It took a while before the two pronounced Galiana ready, and then Gali sent Dame Bertha down to the great hall with the news that Galiana was too ill to join the men for dinner. Too sick for her own wedding night.

Gali had instructed Dame Bertha to stay and sup, and then report back with Rourke's reaction.

The old lady wasn't to tell anyone, not even the twins, of their farce.

As she lay in bed, face powdered to a ghostly white with dark circles beneath her eyes, she congratulated herself on a job well done and a trick well played. Was it too much to have one little victory she could savor?

Nay. So why was guilt creeping around like an unwanted guest?

The joke could be taken as dishonest. Her duty bade her marry Rourke, and she would. The prince had demanded the wedding, and even though her family had a royal dispensation, her brother had committed an act of treason. Rourke would have been well within his rights to lock her brother in the barn until spring.
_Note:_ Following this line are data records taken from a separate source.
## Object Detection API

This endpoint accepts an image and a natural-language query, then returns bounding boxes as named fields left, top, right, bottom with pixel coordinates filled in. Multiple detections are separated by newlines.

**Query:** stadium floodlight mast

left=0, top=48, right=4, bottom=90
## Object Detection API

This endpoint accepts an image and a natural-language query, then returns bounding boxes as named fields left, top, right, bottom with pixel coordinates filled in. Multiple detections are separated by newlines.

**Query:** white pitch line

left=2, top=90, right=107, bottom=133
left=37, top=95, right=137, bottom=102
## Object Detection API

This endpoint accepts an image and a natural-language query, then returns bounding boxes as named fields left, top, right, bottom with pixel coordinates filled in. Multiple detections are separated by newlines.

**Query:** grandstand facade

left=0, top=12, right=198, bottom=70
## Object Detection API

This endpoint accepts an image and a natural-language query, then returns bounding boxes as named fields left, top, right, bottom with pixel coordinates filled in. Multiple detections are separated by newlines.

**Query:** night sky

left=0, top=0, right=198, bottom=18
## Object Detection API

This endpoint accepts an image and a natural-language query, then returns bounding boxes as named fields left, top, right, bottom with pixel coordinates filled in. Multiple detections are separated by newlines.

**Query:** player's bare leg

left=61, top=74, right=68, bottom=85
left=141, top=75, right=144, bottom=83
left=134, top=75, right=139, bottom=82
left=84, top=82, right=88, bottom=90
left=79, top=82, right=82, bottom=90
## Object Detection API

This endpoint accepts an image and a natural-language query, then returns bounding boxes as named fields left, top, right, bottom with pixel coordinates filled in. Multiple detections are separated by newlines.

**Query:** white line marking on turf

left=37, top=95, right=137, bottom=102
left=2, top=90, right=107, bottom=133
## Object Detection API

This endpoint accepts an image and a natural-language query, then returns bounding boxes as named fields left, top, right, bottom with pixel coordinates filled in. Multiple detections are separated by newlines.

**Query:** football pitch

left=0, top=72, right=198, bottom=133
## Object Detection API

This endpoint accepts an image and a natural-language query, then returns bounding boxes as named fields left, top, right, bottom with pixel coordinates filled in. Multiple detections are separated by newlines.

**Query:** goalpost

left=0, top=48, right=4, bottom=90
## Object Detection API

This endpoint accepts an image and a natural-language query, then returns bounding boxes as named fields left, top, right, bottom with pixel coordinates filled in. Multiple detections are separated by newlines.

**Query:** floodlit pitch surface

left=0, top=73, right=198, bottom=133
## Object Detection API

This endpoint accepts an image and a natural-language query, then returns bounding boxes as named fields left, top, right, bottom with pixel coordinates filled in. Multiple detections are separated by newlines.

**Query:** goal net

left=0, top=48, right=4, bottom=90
Instead, he'd offered her a bargain. More than fair, on his part, when she considered that he could have taken her by force—as some of his men had suggested.

Galiana blinked, wishing she weren't so susceptible to feeling bad.

Yes, he'd ordered the wedding immediately instead of waiting for her parents to return to the manor. He'd even refused to let her go before the prince to explain. Rourke said it was for her own protection, but she thought there was more to the tale than that.

Clutching the covers to her chin, she hoped she hadn't overplayed her hand.

Rourke just needed to be taught a lesson in patience; that's all she was doing. She counted to twenty. Thirty. Curse it! She threw the covers back and slid her feet to the ground. She could go down now and explain she was jesting.

But then he'd always know he had won.

One little victory. Her pride cried for it. Getting back into bed, she lectured herself on ladylike behavior. She drank her wine, waiting for someone to come and see how she fared. While she waited, she promised, starting tomorrow, she'd be the best wife a knight could ever ask for.

Chapter Seven

Rourke raised his head, listening to the moans surrounding him. The sound reminded him of a battlefield, and he wondered if he was dead. He couldn't see a blasted thing, his head ached, and his gut churned with fire.

“Jamie?” Rourke blinked and blinked, but nothing could clear the shadows from his line of sight. Was the room filled with smoke? Or was this his dream, where the Breath of Merlin came to swallow him in the name of the Holy Throne?

He gulped, his throat raw and rancid.

Turning his head to the side, he called again for his foster brother, and again, until he heard a familiar cursing.

Rourke crawled over bodies—men. His men? His hand scraped over the trimmed beard of Franz, but the man wouldn't wake, no matter how hard Rourke shook his shoulder. Next was either Robert or Godfrey; he could tell by the large shoulders. The man groaned when Rourke patted his cheeks.

Finally he made it to the giant body of his foster brother.

Jamie grunted when Rourke smacked him in the center of his huge chest.

“I'm here,” Rourke said.

“Get off me bloody leg, would ye? Agh, damn, I've sicked meself, what in the hell?”

“That explains the stink. Where are we?”

Jamie sat up, then stood. “Can ye see?”

“It's dark.” The memories were coming back. He'd been blinded: downed by a rock and a lady with good aim. He was to marry the wench, securing her family's knights and money—but then she'd gotten sick and couldn't come to dinner. They were to be married, and she'd stayed in her bed—away from the great hall.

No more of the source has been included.